You’ll also be much happier and have more positive interactions if you leave behind the judgmental mindset you might have and give people the benefit of the doubt. We often discourage ourselves from taking steps forward in our professional relationships because we think someone was harsh to us one time and allow ourselves to get upset. We think, “I can’t believe they did that.” It’s much healthier to be open to the possibility that this person was going through a really tough time, or didn’t actually mean to upset you. This attitude will keep you open-minded and goal-oriented.

Change Your Words

When people are questioned about their circumstances and their journey to success, they often reach for words that deny accountability and blame anyone but themselves. When you act this way, you’re doing yourself a real disservice. As an adult, it’s your job to take full responsibility for your growth, and refusing to do so will only stunt you on your path to self-improvement.

Many people will respond to a piece of feedback or advice by saying, “Yeah, but…” You should ban “yeah, but” from your vocabulary. Reacting defensively like this means that you’re probably not truly listening to what your critic had to say, you’re dismissing everything they’re saying and you’re looking to point the blame in another direction. You’re not perfect, and if you’re being honest with yourself, you know there’s at least some blame you can and should be taking.

You also need to stop yourself from responding to constructive criticism with, “I know, I know.” What you’re really doing when you say this is being completely dismissive to the valid points this person might be making. You’re failing to give yourself room for growth. Swapping the “I know” with a, “Huh, okay. Thank you,” will allow you to absorb and accept some of the feedback and use it wisely in the future.

Change Your Inner Dialogue

Think of the inside of your mind as a courtroom. There are two lawyers in your head having a debate over whether you should take that crucial but challenging step to move your career forward. One is arguing that you should, and the other that you shouldn’t. If you’re in the habit of limiting yourself, chances are you’ve spent a lot of time supporting the idea that you shouldn’t — that you’re not capable enough, or that maybe you should wait until next year.

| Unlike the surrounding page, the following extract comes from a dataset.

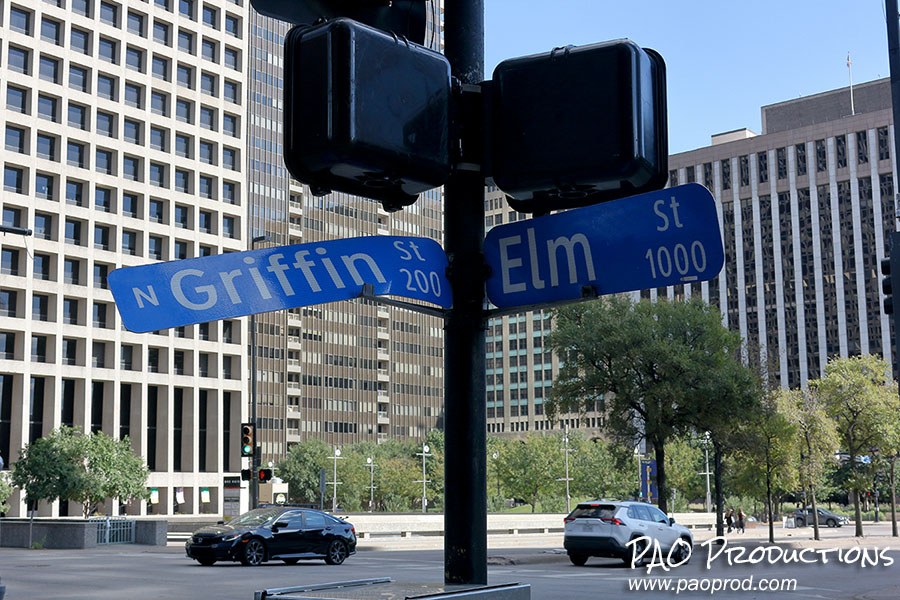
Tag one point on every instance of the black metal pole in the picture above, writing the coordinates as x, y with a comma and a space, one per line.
465, 467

It’s time to jump to the other side of the courtroom and fight for your own success. Search for evidence to support the fact that you can do the thing your insecurities might be telling you that you can’t. You’re not going to convince yourself without evidence when you’ve spent a lifetime being persuaded by the wrong side.

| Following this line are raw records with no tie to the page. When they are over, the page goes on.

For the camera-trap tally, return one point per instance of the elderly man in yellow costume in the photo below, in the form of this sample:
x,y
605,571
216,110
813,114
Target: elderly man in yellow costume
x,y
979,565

Start rifling through your past for the objective truth about your capacity for success. Look for the great things you’ve achieved, the conversations that have gone well, the times you were decisive and the times you performed at a high level. This evidence is what will change your mind and give you the confidence to take opportunities that will fulfill you, enhance your experience and empower you to make things happen every day.

It might seem hard to change your mindset, words and inner dialogue, but you’re the only person who can do it. It’s your privilege and responsibility to start moving forward, so I urge you to take a look in the mirror and start today.